Cells grown on smooth, unpatterned hydrogels, however, remained smaller and less organized with poorer cell-to-cell coupling between layers. "It was very exciting to observe engineered heart cells behave on a tiny chip in two dimensions like they would in the native heart in three dimensions", Deok-Ho Kim stated.
Collaborating with Leslie Tung, a professor of biomedical engineering at the Johns Hopkins School of Medicine, the researchers found that, after a few more days of growth, cells on the nano-patterned surface began to conduct electric waves and contract strongly in a specific direction, as intact heart muscle would. "Perhaps most surprisingly, these tissue functions and the structure of the engineered heart tissue could be controlled by simply altering the nanoscale properties of the scaffold. That shows us that heart cells have an acute 'nanosense'", Andre Levchenko stated.

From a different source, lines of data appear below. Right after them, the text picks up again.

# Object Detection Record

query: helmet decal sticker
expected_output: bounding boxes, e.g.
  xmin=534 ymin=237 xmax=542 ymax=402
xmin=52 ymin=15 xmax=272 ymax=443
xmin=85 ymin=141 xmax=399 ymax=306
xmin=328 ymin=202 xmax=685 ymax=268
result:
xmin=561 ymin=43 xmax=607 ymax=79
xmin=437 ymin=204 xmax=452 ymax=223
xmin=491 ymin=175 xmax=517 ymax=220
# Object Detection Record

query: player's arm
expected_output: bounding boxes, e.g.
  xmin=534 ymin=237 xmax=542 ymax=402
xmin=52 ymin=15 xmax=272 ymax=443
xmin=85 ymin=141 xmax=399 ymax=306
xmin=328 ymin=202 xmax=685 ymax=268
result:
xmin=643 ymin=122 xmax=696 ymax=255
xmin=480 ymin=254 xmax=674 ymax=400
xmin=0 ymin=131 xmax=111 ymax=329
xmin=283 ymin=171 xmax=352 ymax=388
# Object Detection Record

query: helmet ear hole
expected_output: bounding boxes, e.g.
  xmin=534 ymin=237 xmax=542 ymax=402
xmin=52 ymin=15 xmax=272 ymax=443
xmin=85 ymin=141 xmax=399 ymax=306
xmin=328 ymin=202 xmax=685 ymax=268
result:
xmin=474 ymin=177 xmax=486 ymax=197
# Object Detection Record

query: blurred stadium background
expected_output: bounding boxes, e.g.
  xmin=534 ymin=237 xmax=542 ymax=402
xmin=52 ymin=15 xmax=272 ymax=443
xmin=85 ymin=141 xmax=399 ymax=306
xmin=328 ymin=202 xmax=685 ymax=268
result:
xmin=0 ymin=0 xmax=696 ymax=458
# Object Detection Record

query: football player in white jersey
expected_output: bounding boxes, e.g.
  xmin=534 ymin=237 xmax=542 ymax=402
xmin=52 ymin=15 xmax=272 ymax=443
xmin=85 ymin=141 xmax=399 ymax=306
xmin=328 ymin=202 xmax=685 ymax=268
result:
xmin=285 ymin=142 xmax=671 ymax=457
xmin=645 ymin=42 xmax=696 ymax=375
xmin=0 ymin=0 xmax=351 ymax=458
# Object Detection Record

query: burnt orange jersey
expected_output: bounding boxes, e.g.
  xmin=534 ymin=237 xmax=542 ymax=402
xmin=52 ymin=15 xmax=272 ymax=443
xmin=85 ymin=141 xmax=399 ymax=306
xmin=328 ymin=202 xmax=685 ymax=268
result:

"This nanoscale sensitivity was due to the ability of cells to deform in sticking to the crevices in the nanotextured surface and probably not because of the presence of any molecular cue", Andre Levchenko stated. "These results show that the ECM serves as a powerful cue for cell growth, as well as a supporting structure, and that it can control heart cell function on the nanoscale separately in different parts of this vital organ. By mimicking this ECM property, we could start designing better engineered heart tissue."
Looking ahead, Andre Levchenko anticipates that engineering surfaces with similar nanoscale features in three dimensions, instead of just two, could provide an even more potent way to control the structure and function of cultured cardiac tissue.
In addition to Deok-Ho Kim, Andre Levchenko and Leslie Tung, other authors on this paper are postdoctoral fellow Elizabeth A. Lipke, doctoral student Raymond Cheong, and doctoral student Susan Edmonds Thompson, all from the Johns Hopkins School of Medicine Department of Biomedical Engineering; assistant director Michael Delannoy from the Johns Hopkins School of Medicine Microscope Facility Center; and Pilnam Kim and Kahp-Yang Suh from Seoul National University.
Both Leslie Tung and Andre Levchenko are affiliated faculty members of the Johns Hopkins Institute for NanoBioTechnology (INBT). Susan Edmonds Thompson is a member of INBT's Integrative Graduate Education and Research Traineeship in nanobiotechnology. Funding for this research was provided by the National Institutes of Health and the American Heart Association.